Reputation: 43
I have an RDD object, a list of lists, that looks like this (omitted millions of sublists, only left 3 here)
my_tuples = [[('a','b'),('a','c')],
[('b','a'),('b','f'),('b','g')],
[('zzsx','c'), ('zzsx','q'), ('zzsx','m'), ('zzsx','ay'), ('zzsx','bbt')]]
and I want to convert it into a single list like this
my_list = [('a','b'),('a','c'), ('b','a'),('b','f'),('b','g'),
('zzsx','c'), ('zzsx','q'), ('zzsx','m'), ('zzsx','ay'), ('zzsx','bbt')]

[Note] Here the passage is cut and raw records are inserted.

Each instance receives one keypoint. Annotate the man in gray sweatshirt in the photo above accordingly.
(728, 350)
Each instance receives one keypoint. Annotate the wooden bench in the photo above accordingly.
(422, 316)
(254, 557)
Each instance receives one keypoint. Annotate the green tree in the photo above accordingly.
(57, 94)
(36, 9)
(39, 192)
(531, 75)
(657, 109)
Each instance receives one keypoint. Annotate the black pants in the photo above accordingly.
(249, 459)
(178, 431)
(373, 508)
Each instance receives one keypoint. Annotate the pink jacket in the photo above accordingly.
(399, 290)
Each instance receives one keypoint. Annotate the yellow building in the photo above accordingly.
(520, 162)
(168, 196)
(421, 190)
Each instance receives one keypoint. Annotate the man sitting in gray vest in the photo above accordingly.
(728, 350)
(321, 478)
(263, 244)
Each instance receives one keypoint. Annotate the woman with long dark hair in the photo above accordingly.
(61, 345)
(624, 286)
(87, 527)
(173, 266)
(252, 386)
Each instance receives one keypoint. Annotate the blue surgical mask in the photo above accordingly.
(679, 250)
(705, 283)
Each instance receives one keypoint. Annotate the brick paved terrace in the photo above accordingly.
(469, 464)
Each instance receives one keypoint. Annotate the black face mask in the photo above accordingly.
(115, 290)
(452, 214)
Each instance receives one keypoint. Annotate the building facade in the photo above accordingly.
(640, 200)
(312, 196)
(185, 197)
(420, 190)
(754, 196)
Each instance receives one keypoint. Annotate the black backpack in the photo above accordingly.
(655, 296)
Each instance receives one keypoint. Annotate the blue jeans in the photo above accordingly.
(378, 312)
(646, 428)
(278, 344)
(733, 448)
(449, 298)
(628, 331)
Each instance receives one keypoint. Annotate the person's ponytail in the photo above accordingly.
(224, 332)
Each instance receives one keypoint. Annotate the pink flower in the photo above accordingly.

I can't use loops since my_tuples
is an RDD object and the size of my_tuples
is too large to do it. I'm new to spark, any suggestion is appreciated. Thanks.
Upvotes: 4
Views: 1518
Reputation: 45309
You can flatten it using flatMap
:
rdd.flatMap(lambda l: l)
Since your elements are list, you can just return those lists in the function, as done in the example
[('a', 'b'),
('a', 'c'),
('b', 'a'),
('b', 'f'),
('b', 'g'),
('zzsx', 'c'),
('zzsx', 'q'),
('zzsx', 'm'),
('zzsx', 'ay'),
('zzsx', 'bbt')]
Upvotes: 4